A photo of the FGCU Vester Marine Station Facilities.

Day 1, we learned about the history of the Estero Bay Aquatic Preserve (i.e., EBAP), the history of aquatic preserves and their associated establishment in the State of Florida, a brief overview of the local flora and fauna (i.e., especially the importance of mangroves, seagrasses, and oyster reefs), and about the research, protection, and restoration of the EBAP. Then we went to a local mangrove island that was previously restored with live oysters and substrate (e.g., bags of shells, rocks, etc.) and collected the bags in which the oysters did not successfully inhabit.

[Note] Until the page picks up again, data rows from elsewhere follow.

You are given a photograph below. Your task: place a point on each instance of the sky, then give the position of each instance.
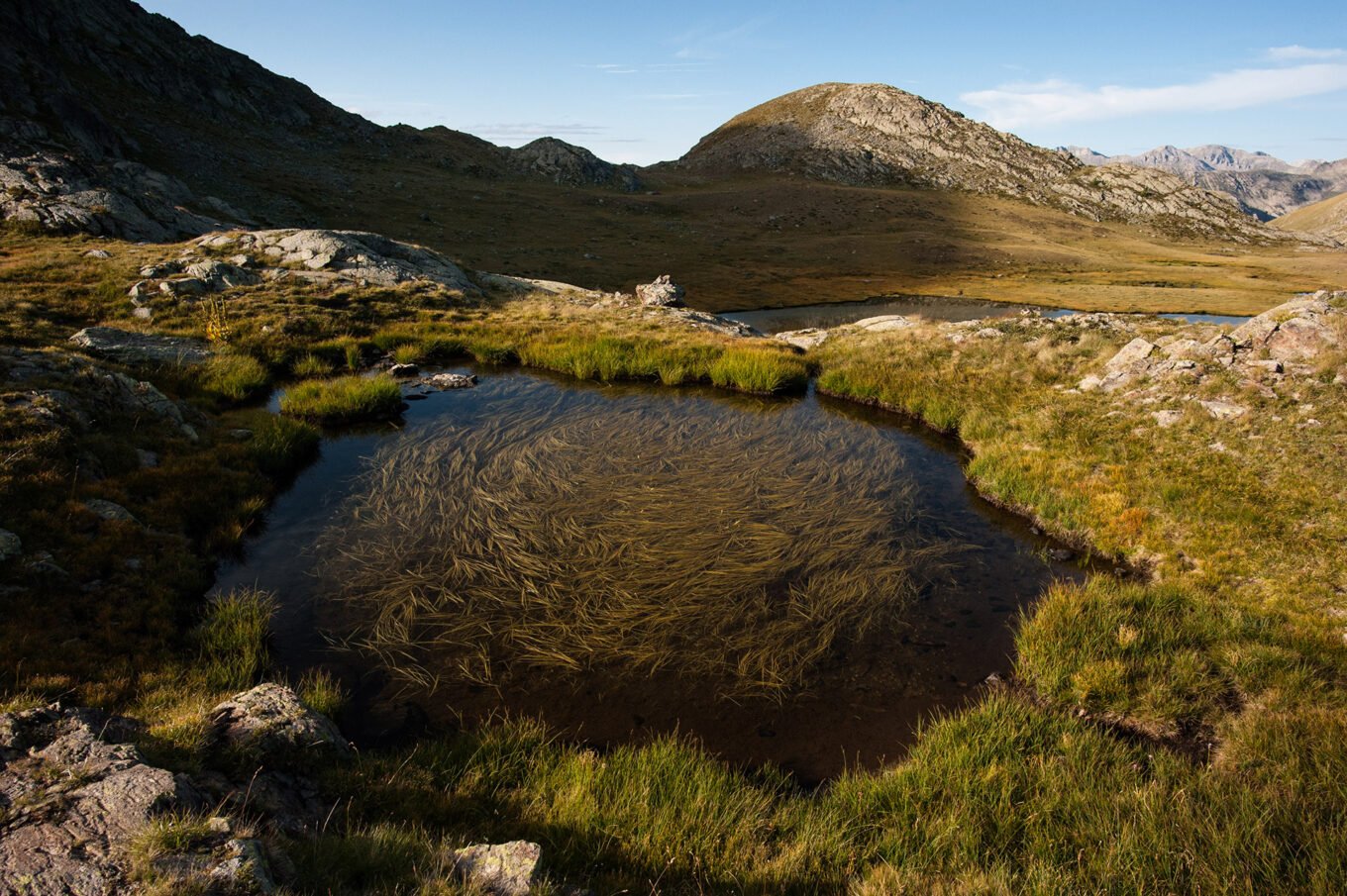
(643, 81)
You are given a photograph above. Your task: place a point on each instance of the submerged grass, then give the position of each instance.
(687, 542)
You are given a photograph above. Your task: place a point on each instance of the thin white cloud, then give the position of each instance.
(1016, 105)
(1296, 52)
(707, 44)
(522, 130)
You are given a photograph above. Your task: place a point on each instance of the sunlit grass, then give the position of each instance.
(344, 399)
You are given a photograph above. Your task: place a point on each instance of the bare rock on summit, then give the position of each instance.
(873, 134)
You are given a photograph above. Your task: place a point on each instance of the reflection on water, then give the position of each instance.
(887, 489)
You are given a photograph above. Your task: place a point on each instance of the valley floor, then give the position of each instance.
(1181, 729)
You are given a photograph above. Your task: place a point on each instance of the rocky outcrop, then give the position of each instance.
(1298, 331)
(269, 721)
(73, 794)
(131, 348)
(871, 134)
(500, 869)
(60, 389)
(60, 194)
(565, 163)
(662, 292)
(1286, 341)
(1263, 185)
(326, 256)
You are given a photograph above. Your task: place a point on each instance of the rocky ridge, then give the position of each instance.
(872, 134)
(1263, 185)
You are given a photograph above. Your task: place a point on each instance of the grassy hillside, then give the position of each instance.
(1327, 217)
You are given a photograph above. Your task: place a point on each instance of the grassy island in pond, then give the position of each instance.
(345, 399)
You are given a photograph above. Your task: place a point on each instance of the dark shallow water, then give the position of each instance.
(834, 314)
(931, 307)
(860, 705)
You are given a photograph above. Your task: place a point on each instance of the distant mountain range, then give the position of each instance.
(116, 122)
(1264, 185)
(873, 134)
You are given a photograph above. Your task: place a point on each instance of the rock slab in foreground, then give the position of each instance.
(134, 348)
(501, 869)
(71, 801)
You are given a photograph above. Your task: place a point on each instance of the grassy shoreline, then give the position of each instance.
(1077, 779)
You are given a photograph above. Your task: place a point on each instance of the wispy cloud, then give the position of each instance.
(1296, 52)
(1014, 105)
(523, 130)
(714, 44)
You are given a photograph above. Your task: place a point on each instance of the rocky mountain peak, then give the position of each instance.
(873, 134)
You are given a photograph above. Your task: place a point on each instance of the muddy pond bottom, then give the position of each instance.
(791, 581)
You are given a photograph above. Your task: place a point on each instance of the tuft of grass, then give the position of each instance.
(233, 377)
(310, 365)
(280, 447)
(344, 399)
(233, 641)
(321, 691)
(760, 369)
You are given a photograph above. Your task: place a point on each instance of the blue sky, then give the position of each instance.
(642, 82)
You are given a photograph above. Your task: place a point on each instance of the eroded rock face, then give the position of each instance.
(90, 392)
(663, 292)
(73, 798)
(272, 723)
(1284, 341)
(127, 347)
(500, 869)
(1297, 331)
(124, 200)
(332, 256)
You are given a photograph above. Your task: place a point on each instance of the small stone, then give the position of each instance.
(183, 286)
(109, 511)
(1167, 418)
(807, 339)
(1224, 410)
(450, 380)
(1136, 350)
(271, 721)
(501, 869)
(10, 546)
(662, 292)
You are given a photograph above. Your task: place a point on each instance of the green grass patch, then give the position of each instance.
(760, 369)
(233, 377)
(344, 399)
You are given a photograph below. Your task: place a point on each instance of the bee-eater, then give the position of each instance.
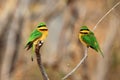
(38, 35)
(88, 39)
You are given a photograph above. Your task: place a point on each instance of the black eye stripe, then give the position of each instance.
(84, 29)
(84, 32)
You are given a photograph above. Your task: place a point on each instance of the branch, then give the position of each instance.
(81, 61)
(106, 15)
(38, 55)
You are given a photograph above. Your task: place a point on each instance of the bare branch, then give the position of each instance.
(105, 15)
(81, 61)
(38, 55)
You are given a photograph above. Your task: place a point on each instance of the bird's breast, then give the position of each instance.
(81, 40)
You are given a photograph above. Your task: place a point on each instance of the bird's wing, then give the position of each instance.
(34, 35)
(90, 40)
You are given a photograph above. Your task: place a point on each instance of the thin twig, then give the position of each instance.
(81, 61)
(106, 15)
(38, 55)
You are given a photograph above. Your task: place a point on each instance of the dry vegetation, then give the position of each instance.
(62, 50)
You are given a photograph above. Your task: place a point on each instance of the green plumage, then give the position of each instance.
(34, 35)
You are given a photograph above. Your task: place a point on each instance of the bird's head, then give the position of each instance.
(84, 30)
(42, 27)
(42, 24)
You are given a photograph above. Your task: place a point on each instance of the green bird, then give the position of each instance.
(88, 38)
(38, 35)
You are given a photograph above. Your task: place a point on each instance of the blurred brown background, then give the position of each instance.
(62, 50)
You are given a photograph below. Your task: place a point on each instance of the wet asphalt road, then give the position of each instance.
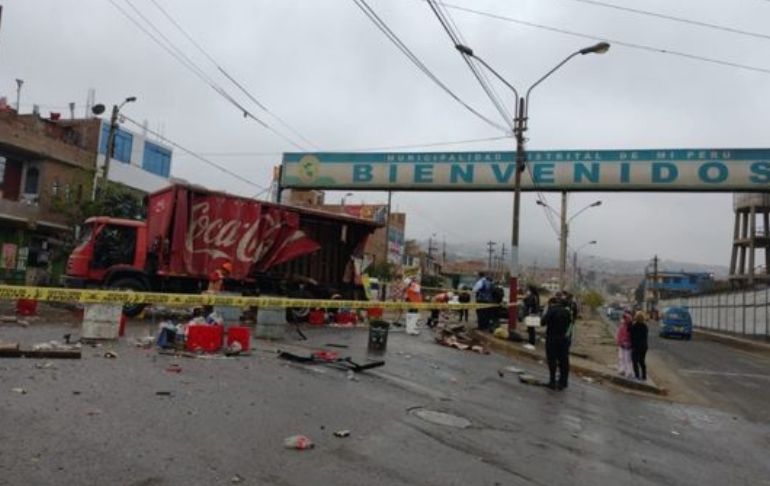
(731, 379)
(228, 417)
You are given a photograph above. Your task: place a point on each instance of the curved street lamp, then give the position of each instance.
(522, 115)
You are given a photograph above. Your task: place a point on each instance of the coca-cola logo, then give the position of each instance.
(218, 236)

Day 2, we learned about geological succession and barrier island formation. Then we went out to Horseshoe Key and took a 2 1/2 m sediment core and visited a Calusa shell mound. Upon return, we promptly cut open the sediment core collected at Horseshoe Key as well as a sediment core taken from the Calusa shell mound by the previous weeks group and examined the different layers determine when the ocean was transgressing and regressing.
Day 3, we learned about the importance of phytoplankton and zooplankton, the differences between the ocean and bay/riverside conditions and their effects on species richness and abundance, and collected samples along a predestinated transect. We then examined the specimens collected and performed some statistical analyses to determine how variables like salinity, temperature, and tidal influence effected the species present.
Day 4, we learned about the seven species of seagrasses native to Florida, although we only observed four, the importance of seagrasses to an estuarine habitat, the fauna which inhabit them at some point during their lives, current monitoring projects. We then visited three different sites along the bay and performed quadrat sampling to determine species richness and abundance of both seagrasses and algae. Then we plotted the data to determine the average depth that seagrasses are found and were able to physically observe areas which show seagrass coverage via remote mapping and determine if there was actual seagrass there.

A photo of a barrier island on the North side of the Estero BayAquatic Preserve Inlet.